Он позвонил Глебу, и они встретились. После этого Коля пытался вывести его на разговор, как прошла встреча. «Возможно, у нас будет совместный проект», был ответ. Что за проект, о чём, пытался выяснить Коля. Но Лёня, обычно многословный, бурный, почти никогда никого не слушающий, почему-то объяснял скупо.

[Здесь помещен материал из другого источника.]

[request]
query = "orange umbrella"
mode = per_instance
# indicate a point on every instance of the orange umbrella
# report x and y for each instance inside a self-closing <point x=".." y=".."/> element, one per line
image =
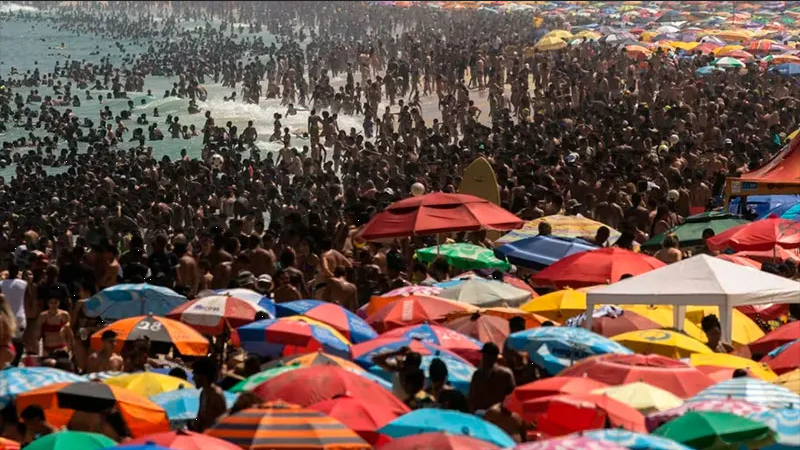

Есть две сестры, начал рассказывать он, внезапно преобразившись. Одна сестра чёрная, другая сестра белая. Их разлучили в детстве, и они даже не знают, что они сестры. Чёрная сестра — воплощение современной бездуховности. Белая сестра — наоборот — тиха, скромна, невинна. Она видит свою чёрную сестру на дискотеке, и внезапно понимает, что очень любит её. Видишь ли, горячился Лёня, рассказывая это Коле, иногда бывают такие моменты, что Амур вонзает не стрелу — а целое копьё. И ты понимаешь, что все, что потом случится — неизбежно. Эта любовь невозможна, но она случилась. Чёрная и белая сестра сливаются друг с другом и становятся такой силой, что другие люди подчиняются им.